3. Ticks Will Spread Farther Across America
In some news that'll really get under your skin, climate change is helping expand the habitat for the lone star tick (Amblyomma americanum). Though the troublesome insect is widespread in the Eastern United States, its western-most habitat in Kansas has historically been the eastern third of the state. New research published in the journal Vector-Borne and Zoonotic Diseases finds that patterns in the Kansas climate, including average temperatures and humidity, have changed drastically over the past 50 years. The changes are opening the western frontier to these ticks by creating more environments friendly to the blood-sucking creature, which has spread to near the Colorado border. The ticks carry diseases that can infect people, pets and livestock.
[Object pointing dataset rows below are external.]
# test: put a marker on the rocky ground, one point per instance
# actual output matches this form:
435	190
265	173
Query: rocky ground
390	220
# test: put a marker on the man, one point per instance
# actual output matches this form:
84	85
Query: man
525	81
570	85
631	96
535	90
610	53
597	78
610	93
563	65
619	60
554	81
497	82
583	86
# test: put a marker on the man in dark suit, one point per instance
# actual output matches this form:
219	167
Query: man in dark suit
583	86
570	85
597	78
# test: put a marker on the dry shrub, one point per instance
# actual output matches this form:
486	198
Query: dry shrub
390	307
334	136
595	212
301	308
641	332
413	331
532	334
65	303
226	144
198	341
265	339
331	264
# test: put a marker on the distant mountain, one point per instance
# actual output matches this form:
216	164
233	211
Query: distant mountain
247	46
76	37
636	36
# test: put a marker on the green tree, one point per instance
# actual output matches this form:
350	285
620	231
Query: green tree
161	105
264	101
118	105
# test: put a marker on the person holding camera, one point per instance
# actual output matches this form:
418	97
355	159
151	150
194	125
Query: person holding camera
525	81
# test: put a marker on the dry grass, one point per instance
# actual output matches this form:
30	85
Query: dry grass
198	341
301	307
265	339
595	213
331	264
4. White-crowned Sparrows May Struggle to Get By
It's hard out there for a nestling. But things could get harder still according to new research published in the journal The Auk: Ornithological Advances. Researchers compared Alaskan populations of white-crowned sparrows (Zonotrichia leucophrys) and Lapland longspurs (Calcarius lapponicus). The former breed in many parts of the world, while the latter breed well in the Arctic. The study showed that in warmer, drier environments, young birds grew more quickly after hatching, and more food sources were available. However, climate models currently predict more extreme temperatures and increased precipitation in the future. The scientists also found that nestlings of the longspurs would grew faster than the generalist sparrows the warmer the temperatures, which could be an advantage for the longspur, but imbalance the ecosystem since both birds compete for the same food source — essentially more, bigger longspurs could start showing up to the pizza party earlier, leaving no metaphorical pizza for the sparrows.
5. Humans Will Experience More Disease and Social Strife
Be it drought to blizzards to rising sea levels, climate change has had a measurable impact on Earth's environment. And now new research published in the journal Annals of Global Health shows that we humans are at an increased risk for a public health crisis. The disproportionate impact of climate change on low-income countries and poor people in high-income countries will have human rights and social justice implications. Not only will countries have to deal with "vector-borne diseases, foodborne and waterborne illnesses, malnutrition, respiratory and allergic disorders, heat-related disorders, collective violence" and more, but diverting resources to deal with those problems will keep countries from experiencing economic benefits — growth rates in poor countries could drop by 23 percent if nothing's done now.